Rami Nuredeen, 44, a former Palestinian Authority (PA) employee who was ordered to stay home since Hamas took over Gaza in 2007, said he is “optimistic” that he will return to work following a reconciliation deal.
“I want to be like any public personnel in the world, going to work in the morning and receiving a full salary at the end of the month,” said Nuredeen, who used to be a police officer.
The issue of public employees appointed before and after 2007 was the main obstacle in previous reconciliation attempts between Fatah and Hamas.
Hamas leader Ismail Haniyeh on Tuesday reiterated his party’s readiness for Palestinian reconciliation.
On Sunday, the hard-line group said it was willing to accept a series of demands by Fatah and backed plans for new elections.
Chief among the Egyptian-brokered concessions was dissolving the so-called administration committee, seen as a rival government to the PA administration in the West Bank.

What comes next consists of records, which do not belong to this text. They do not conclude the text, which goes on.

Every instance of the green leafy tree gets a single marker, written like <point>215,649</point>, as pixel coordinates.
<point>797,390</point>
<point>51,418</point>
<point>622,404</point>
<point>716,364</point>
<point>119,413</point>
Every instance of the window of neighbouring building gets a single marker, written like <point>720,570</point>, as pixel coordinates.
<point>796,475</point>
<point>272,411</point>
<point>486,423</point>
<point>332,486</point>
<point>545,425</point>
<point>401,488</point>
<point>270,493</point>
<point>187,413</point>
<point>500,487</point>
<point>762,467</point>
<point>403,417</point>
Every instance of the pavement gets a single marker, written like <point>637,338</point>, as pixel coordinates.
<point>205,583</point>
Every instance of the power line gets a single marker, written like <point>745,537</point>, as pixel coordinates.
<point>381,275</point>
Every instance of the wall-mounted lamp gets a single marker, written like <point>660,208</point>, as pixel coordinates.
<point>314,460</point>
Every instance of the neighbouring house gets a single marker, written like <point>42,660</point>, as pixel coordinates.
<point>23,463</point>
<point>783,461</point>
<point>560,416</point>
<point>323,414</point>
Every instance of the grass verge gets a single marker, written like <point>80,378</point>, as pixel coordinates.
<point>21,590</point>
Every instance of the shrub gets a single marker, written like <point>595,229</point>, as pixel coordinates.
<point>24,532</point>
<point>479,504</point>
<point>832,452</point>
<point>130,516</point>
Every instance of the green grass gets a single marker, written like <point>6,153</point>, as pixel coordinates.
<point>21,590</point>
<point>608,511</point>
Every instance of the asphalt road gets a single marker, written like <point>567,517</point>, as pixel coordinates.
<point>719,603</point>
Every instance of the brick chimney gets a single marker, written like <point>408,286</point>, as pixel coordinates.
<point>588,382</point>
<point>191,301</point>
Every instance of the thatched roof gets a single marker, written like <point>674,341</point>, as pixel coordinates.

“The administrative committee in Gaza is no longer functioning. We’re ready now to receive the national consensus government to enter Gaza,” Haniyeh told a news conference at the Rafah border crossing with Egypt.
“We’re ready to return in a few days to Cairo to resume dialogue,” he said, adding that he is “committed to the success” of reconciliation.
On Monday, he spoke with PA President Mahmoud Abbas for the first time in nearly a year, and Fatah officials said they expect Prime Minister Rami Hamdallah to visit Gaza in the coming days.
Abbas and Egyptian President Abdel Fattah El-Sisi met in New York on Monday on the fringes of the UN General Assembly.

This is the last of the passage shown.